At the conference on religious liberty, Moore said Christians should defend religious liberty for all people, not just for themselves. In doing so, believers help ensure that the church can accomplish its mission without government intrusion.
“Challenges to Religious Liberty” was sponsored by New Orleans Seminary’s Institute for Faith and the Public Square. Mathew Staver, chairman of Liberty Counsel and dean of the Liberty University School of Law, and Carol Swain, professor of law and political science at Vanderbilt University, joined Moore in speaking about issues affecting religious liberty.
Staver discussed California and New Jersey laws which forbid state licensed counselors from helping clients under 18 overcome same-sex attraction. Swain spoke about Christian student groups at Vanderbilt University that have been decertified because they restrict leadership positions only to active Christians.
“Religious liberty is not a matter of who has the most people in the room at the time,” Moore said. “Religious liberty is about something far deeper than that.”
Churches must articulate a concept of religious liberty that goes beyond self-interest and self-protection, Moore said.
“Religious liberty matters, ultimately, because religious liberty is not simply a political issue. Religious liberty is not simply a social issue. Religious liberty is a Gospel issue,” Moore said.
“We need to teach and train [church members] why religious liberty matters, not only for Christians, but for everybody. Christians ought to be the ones advocating and articulating religious liberty for everybody, not because we believe all religious claims are equal, but precisely because we don’t,” he said.
Moore noted that early American Baptist John Leland promoted religious liberty for all faith groups. Leland did not do this because he affirmed every faith, but because he accepted the biblical doctrine of salvation through Jesus Christ and understood that a coerced faith is no faith at all.
“We must fight for religious liberty for all people, because if we have the sort of society where consciences can be paved over by state action, that not only treats human persons as things and objects, that is a danger and a repudiation to the Gospel,” Moore said.
Moore also addressed the separation of church and state, an idea that has been reshaped by post-Christian culture but should be reclaimed by Christians, he said.

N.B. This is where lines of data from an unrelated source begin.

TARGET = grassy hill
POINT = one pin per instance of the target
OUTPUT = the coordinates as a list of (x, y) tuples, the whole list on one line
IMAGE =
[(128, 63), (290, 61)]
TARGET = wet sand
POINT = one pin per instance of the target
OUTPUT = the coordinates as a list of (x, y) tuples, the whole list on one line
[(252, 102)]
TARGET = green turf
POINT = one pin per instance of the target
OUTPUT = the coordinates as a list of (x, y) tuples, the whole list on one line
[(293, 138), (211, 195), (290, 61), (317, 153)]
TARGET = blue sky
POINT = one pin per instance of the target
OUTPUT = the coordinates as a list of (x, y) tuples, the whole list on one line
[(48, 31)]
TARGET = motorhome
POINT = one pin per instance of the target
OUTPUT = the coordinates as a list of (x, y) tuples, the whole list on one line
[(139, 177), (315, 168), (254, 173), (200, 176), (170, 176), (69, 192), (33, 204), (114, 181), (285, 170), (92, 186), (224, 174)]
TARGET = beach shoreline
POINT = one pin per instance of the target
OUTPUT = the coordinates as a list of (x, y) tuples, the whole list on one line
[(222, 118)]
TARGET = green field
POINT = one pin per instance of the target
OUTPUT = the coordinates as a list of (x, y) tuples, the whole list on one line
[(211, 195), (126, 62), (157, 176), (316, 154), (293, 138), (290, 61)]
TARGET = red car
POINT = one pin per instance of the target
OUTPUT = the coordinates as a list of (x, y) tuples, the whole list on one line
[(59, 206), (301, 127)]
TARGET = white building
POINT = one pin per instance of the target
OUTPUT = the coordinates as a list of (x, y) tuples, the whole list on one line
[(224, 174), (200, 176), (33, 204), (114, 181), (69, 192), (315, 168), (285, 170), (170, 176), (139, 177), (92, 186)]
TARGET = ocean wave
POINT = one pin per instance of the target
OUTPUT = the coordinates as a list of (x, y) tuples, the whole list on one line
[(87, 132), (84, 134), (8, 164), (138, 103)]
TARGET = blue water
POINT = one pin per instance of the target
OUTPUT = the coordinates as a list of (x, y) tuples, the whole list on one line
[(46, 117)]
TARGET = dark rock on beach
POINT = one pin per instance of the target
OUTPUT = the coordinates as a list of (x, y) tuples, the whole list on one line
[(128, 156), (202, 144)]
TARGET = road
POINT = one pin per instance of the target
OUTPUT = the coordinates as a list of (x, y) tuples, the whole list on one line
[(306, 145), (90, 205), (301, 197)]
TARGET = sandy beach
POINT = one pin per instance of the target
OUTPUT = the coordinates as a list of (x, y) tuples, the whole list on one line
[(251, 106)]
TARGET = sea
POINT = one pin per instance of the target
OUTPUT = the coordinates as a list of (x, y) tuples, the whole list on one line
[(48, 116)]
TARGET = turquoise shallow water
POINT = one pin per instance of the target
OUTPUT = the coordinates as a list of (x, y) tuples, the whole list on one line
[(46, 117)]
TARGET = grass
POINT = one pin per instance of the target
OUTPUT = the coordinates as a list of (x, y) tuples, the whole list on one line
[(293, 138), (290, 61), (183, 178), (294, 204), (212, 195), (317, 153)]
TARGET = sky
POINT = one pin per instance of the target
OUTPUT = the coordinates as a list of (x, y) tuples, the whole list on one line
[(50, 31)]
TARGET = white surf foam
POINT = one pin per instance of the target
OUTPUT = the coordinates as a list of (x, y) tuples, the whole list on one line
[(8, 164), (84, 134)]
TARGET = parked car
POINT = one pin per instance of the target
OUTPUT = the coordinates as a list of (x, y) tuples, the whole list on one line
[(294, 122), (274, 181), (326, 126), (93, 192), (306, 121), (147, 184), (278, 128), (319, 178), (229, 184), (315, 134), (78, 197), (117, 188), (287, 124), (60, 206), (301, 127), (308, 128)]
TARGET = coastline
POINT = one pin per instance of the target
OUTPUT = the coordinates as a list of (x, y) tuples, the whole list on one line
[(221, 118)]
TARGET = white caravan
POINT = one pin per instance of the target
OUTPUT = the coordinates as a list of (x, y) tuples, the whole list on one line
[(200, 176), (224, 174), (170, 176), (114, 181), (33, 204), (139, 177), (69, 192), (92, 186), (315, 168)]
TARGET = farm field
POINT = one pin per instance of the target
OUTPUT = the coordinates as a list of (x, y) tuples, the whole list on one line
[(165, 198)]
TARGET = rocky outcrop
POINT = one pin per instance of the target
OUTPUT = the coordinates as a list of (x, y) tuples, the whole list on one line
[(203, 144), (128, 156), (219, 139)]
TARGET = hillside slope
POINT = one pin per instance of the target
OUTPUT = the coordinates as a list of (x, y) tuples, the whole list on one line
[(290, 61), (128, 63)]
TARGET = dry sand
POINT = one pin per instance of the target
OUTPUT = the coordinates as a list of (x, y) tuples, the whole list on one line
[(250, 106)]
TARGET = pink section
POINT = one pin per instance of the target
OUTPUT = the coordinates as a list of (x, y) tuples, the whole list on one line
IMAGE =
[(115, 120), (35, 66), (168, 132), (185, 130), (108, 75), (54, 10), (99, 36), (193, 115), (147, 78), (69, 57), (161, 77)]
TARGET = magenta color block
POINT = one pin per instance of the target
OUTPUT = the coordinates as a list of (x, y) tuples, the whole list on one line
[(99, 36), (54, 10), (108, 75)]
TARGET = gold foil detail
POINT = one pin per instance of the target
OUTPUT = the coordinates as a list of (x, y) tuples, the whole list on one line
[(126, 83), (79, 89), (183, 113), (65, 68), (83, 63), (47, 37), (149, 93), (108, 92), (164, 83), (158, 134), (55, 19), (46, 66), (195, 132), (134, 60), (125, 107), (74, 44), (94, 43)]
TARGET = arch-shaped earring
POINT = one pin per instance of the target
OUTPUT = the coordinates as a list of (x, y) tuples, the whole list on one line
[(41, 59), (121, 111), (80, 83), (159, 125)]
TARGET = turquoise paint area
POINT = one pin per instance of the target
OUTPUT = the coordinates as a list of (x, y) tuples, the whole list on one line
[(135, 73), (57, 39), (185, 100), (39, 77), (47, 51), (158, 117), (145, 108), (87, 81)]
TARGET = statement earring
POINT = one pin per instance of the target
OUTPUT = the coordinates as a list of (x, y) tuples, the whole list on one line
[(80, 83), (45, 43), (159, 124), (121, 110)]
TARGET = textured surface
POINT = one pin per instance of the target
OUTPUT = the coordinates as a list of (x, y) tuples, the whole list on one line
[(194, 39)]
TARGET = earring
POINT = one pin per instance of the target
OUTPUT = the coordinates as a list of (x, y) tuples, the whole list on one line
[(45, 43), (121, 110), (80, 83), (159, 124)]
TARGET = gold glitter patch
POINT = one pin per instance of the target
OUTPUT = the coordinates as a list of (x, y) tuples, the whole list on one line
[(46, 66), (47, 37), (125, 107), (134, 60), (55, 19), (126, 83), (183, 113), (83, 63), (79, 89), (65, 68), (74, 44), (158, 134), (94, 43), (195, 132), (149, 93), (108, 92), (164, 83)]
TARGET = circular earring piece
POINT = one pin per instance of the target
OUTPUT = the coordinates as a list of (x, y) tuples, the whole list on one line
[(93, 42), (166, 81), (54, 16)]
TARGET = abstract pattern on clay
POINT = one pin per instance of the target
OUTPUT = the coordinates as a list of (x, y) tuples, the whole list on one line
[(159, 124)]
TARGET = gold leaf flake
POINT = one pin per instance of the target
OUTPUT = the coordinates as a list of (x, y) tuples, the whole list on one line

“God has given a calling to the church to go forward with the Word of God in persuasion and with conviction, but God has not given to the church the coercive power of the sword,” Moore said. “We seek to see to it that the church is able to advance her mission free from government supervision. Because of that, we believe that every gathering of religious people is able to pursue their beliefs without government supervision and oversight.”
Lloyd Harsch, director of the Institute for Faith and the Public Square said, “It was exciting to see a diverse group in attendance” at the conference, “including local pastors, seminary students and members from the New Orleans Secular Humanist Society.”
Planning is underway for the next Institute for Faith and the Public Square event, “Baptist Voices on Religious Liberty,” set for Sept. 29, 2015 at New Orleans Seminary. The conference will explore Baptist views on religious liberty from a variety of perspectives around the world. Featured speakers for the event have not been announced.